The other men in the lineup looked substantially similar to defendant. They were of
similar height, weight, and hair style. They were all the same race. The police even had
defendant change out of his “beater” into a t-shirt so that he would be dressed similarly to the
others. Based on the photographs of the men in the array, defendant did not look significantly
different than any of the other men. Additionally none of the victims testified that defendant
stood out because of any sort of physical difference. Rather, Jemelle Jones, one of the victims,
simply testified that some of the men in the lineup were of various heights and various skin
tones. Because physical differences are significant only to the extent that they are apparent to
witnesses and substantially distinguish a defendant from others in a lineup, the age difference in
this case is not significant. See James, 184 Mich App at 466. There is no substantial likelihood
that defendant’s age, rather than genuine recognition, caused victims Jemelle and Joseph Meeks
to identify defendant as the man who robbed them. See id.

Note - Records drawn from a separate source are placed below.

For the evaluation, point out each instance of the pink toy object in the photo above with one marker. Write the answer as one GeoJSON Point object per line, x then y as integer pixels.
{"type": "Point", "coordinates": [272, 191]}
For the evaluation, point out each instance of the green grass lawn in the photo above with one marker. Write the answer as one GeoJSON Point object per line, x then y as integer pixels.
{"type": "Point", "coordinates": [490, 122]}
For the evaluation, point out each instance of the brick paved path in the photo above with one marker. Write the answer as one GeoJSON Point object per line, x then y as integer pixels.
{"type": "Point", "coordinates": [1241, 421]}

As the trial court noted, the variety of ages displayed at the lineup was reasonable. The
ages of the other men in the array ranged from 20 to mid-30s. While Deericka Paramore and
Jamal Jones had described the perpetrator as late 30s or early 40s, Meeks and Jemelle provided
no age range in their descriptions of the perpetrator. In light of the victims’ variety of
descriptions, having younger men at the lineup was acceptable.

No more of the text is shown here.